The other constitutional arguments for intervention are without merit.
The complaint and the petition are dismissed and the stays vacated. This is an order.
. Such a writ may be invoked under 28 U.S.C.A. § 1651 as an extraordinary remedy in aid of this Court’s jurisdiction and in lieu of appeals.
. Goss v. State of Illinois, 312 F.2d 257 (7 Cir. 1963) and Baines v. City of Dan-ville, 337 F.2d 579 (4 Cir. 1964), cert. denied, Chase v. McCain, 381 U.S. 939, 85 S.Ct. 1772, 14 L.Ed.2d 702 (1965), hold that the Civil Eights Act is not an exception to suits already instituted.
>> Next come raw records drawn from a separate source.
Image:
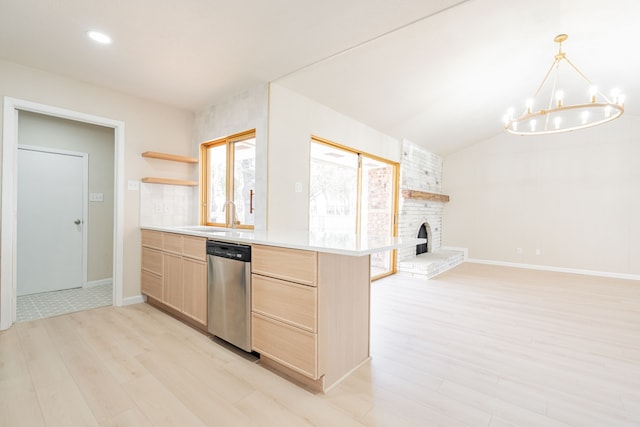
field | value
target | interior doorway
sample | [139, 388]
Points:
[52, 208]
[8, 266]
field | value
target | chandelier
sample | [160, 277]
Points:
[558, 115]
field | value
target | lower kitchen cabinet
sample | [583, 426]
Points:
[194, 302]
[174, 273]
[293, 347]
[310, 313]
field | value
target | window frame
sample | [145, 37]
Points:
[395, 197]
[229, 142]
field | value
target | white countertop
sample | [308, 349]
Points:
[336, 243]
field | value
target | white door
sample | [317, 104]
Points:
[51, 188]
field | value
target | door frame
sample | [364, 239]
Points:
[85, 202]
[8, 240]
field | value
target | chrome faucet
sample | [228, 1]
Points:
[234, 218]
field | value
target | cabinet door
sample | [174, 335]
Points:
[172, 285]
[195, 290]
[152, 260]
[151, 285]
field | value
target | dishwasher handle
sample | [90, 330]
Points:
[229, 250]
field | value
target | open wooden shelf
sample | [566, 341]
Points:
[172, 157]
[151, 180]
[423, 195]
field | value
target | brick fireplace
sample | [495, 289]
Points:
[422, 202]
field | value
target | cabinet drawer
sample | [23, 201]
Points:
[152, 239]
[285, 301]
[283, 263]
[172, 243]
[194, 247]
[285, 344]
[152, 260]
[151, 285]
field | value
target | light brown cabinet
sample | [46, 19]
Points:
[174, 273]
[310, 313]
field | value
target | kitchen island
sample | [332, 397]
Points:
[310, 294]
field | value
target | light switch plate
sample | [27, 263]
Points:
[96, 197]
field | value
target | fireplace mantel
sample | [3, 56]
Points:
[423, 195]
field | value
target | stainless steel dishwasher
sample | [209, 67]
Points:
[229, 282]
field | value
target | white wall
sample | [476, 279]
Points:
[148, 126]
[244, 111]
[575, 196]
[293, 119]
[98, 142]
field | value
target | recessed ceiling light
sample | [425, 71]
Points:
[99, 37]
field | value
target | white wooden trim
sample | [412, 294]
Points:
[557, 269]
[9, 199]
[134, 300]
[98, 283]
[465, 251]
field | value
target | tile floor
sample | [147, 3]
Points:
[48, 304]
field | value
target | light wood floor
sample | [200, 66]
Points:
[476, 346]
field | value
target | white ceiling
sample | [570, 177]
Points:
[438, 72]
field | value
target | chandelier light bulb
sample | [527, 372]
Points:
[585, 117]
[529, 105]
[615, 92]
[593, 91]
[557, 114]
[559, 97]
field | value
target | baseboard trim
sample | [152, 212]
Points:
[454, 248]
[612, 275]
[137, 299]
[100, 282]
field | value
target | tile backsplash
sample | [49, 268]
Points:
[168, 205]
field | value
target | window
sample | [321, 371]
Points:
[228, 175]
[353, 192]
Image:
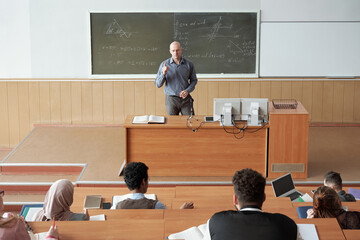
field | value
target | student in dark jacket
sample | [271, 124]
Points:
[249, 221]
[327, 204]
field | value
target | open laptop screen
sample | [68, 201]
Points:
[283, 184]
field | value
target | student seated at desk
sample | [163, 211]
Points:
[14, 228]
[327, 204]
[137, 180]
[249, 221]
[57, 204]
[334, 181]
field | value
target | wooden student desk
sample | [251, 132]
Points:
[173, 149]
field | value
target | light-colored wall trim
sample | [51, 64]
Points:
[25, 103]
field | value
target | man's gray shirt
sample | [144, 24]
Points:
[179, 77]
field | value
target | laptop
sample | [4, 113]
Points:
[284, 187]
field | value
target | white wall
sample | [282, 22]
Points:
[50, 39]
[15, 39]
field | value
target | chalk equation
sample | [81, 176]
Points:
[115, 29]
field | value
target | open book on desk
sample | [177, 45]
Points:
[119, 198]
[148, 119]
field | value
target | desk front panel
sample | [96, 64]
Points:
[206, 152]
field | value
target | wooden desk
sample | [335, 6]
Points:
[171, 149]
[327, 228]
[116, 229]
[353, 234]
[118, 214]
[164, 194]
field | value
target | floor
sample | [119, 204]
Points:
[102, 149]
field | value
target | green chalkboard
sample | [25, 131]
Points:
[136, 43]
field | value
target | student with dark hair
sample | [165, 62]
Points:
[327, 204]
[137, 180]
[14, 228]
[334, 181]
[249, 221]
[57, 204]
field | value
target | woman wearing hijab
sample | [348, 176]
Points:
[327, 204]
[14, 228]
[57, 204]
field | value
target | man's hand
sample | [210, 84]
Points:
[189, 205]
[86, 212]
[183, 94]
[310, 213]
[165, 69]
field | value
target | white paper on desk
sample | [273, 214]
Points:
[31, 213]
[194, 233]
[119, 198]
[306, 197]
[307, 232]
[38, 236]
[100, 217]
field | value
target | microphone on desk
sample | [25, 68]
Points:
[191, 106]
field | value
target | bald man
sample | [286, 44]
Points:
[180, 79]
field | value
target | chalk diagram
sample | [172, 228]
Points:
[116, 29]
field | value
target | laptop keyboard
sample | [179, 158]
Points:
[294, 195]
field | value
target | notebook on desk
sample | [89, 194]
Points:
[284, 187]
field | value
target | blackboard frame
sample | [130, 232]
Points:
[209, 76]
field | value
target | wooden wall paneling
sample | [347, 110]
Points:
[357, 102]
[202, 97]
[275, 90]
[286, 90]
[55, 102]
[129, 95]
[108, 102]
[234, 89]
[245, 89]
[97, 102]
[24, 110]
[307, 97]
[86, 102]
[4, 116]
[224, 91]
[119, 102]
[13, 107]
[139, 100]
[65, 104]
[265, 90]
[349, 101]
[34, 103]
[160, 101]
[44, 91]
[213, 92]
[317, 101]
[328, 101]
[296, 90]
[255, 89]
[338, 102]
[76, 102]
[150, 95]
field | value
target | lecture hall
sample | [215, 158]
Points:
[189, 120]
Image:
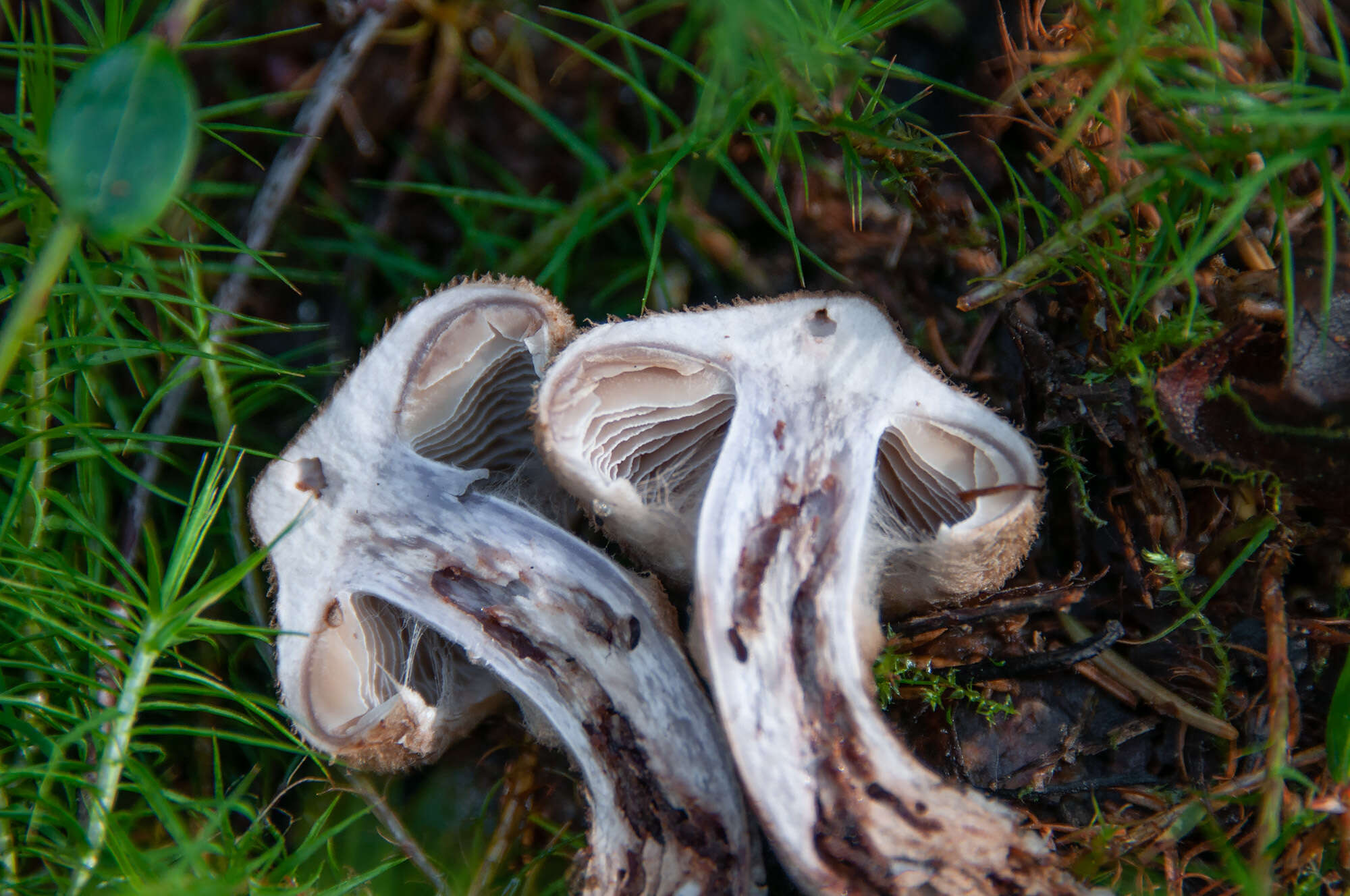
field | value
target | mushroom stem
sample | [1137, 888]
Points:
[800, 466]
[848, 806]
[411, 594]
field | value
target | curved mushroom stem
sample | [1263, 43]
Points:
[846, 468]
[411, 596]
[574, 638]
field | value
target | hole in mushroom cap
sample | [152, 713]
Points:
[468, 399]
[372, 663]
[658, 427]
[821, 325]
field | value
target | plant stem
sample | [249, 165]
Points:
[115, 754]
[33, 296]
[1071, 234]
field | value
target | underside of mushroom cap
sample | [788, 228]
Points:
[632, 418]
[836, 459]
[453, 381]
[635, 437]
[412, 594]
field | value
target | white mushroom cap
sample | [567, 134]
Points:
[790, 458]
[632, 416]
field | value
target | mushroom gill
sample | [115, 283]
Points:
[412, 594]
[846, 468]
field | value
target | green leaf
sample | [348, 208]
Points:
[1339, 728]
[124, 138]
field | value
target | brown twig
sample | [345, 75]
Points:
[1035, 598]
[1150, 692]
[1282, 702]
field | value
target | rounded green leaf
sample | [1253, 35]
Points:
[122, 138]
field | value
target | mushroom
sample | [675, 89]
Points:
[801, 466]
[412, 592]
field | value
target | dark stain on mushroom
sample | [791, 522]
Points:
[647, 809]
[755, 558]
[311, 477]
[908, 816]
[821, 325]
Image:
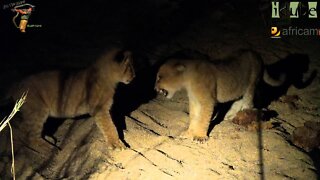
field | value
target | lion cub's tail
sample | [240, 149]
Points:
[273, 82]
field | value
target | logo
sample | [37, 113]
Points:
[24, 11]
[294, 9]
[275, 32]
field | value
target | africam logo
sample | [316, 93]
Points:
[24, 11]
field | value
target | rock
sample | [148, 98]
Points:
[307, 137]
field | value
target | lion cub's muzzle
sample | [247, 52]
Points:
[162, 91]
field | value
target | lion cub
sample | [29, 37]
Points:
[67, 95]
[210, 82]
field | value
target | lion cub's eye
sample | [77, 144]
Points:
[158, 78]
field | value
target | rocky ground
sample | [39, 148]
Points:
[150, 124]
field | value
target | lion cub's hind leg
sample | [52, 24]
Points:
[32, 125]
[201, 109]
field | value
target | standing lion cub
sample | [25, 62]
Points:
[211, 82]
[69, 94]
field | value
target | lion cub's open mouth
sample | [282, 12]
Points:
[163, 92]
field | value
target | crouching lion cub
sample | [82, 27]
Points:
[70, 94]
[211, 82]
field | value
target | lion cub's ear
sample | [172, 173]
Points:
[127, 58]
[180, 67]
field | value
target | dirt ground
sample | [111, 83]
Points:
[150, 124]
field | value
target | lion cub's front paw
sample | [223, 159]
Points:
[186, 135]
[116, 145]
[192, 136]
[200, 139]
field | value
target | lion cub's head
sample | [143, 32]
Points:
[170, 78]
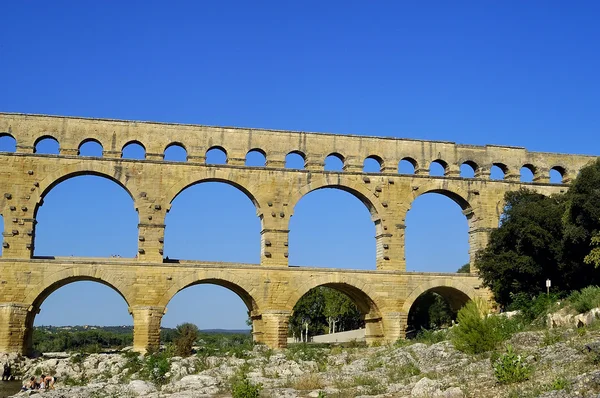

. The criminal contempt in this case was treated as though committed before the Grand Jury and not in the immediate presence of the court. Consequently, defendant’s contention that the petitioners’ remedy is an Article 78 proceeding and not an appeal, is without merit. When an appeal is taken, a denial of a certificate of reasonable doubt in turn is not appealable. Epps v. Supreme Court, First Judicial Dept., 19 A.D.2d 807, 243 N.Y.S.2d 377 (1st Dept. 1963).